Excellent courrier !

Quelqu'un m'a devancé mais vous méritez amplement vos cinq étoiles !

Respectueusement !

Bertel de Vacoa

2.Posté par FOXI le 16/08/2010 17:28

"mais comment le faire triompher s'il est injuste ? Il dit : - Tu l'empêches d'être injuste. Voilà ta façon de le faire triompher."

Un bon coup de pied où je pense, çà aide à remettre les idées en place.

Cette affaire est une honte pour la communauté musulmane. On ne peut défendre l'indéfendable sous prétexte qu'il s'agit du fils de.....

J'estime qu'il fallait embarquer le sieur Dindar ( qui s'est opposé à l'interpellation d'Habdul-Hulk) et de même pour l'oncle, prêt à déplumer les poulets, art qu'il maîtrise et surtout le jeune comorien qui clamait "si i embarque à li, y fo embarque toute"..
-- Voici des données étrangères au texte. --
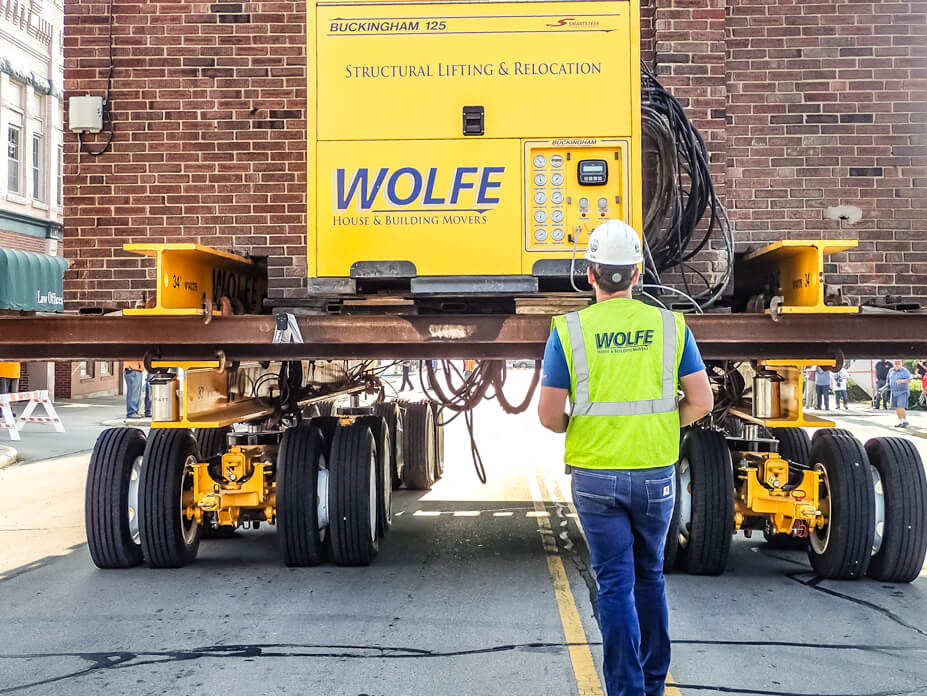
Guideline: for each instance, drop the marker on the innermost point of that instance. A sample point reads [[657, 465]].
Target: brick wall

Cette "émeute" me rappelle une autre vue dans le sentier à Paris quand "le beauf du président" était venu défendre un homme de sa communauté interpellé par la police alors qu'il était recherché pour une affaire criminelle.

Dans cette affaire, tant la mère ( pour ses propos sur la police), que le 'tit père ( "ici c'est pas le Chaudron"), que l'ensemble de la communauté musulmane vont "laisser des plumes": la détestation des zarabs, jusqu'à présent plutôt contenue, s'étale maintenant au grand jour".


3.Posté par Dionysien le 17/08/2010 14:15

Un courrier qui remet les choses dans le bon ordre .Bravo!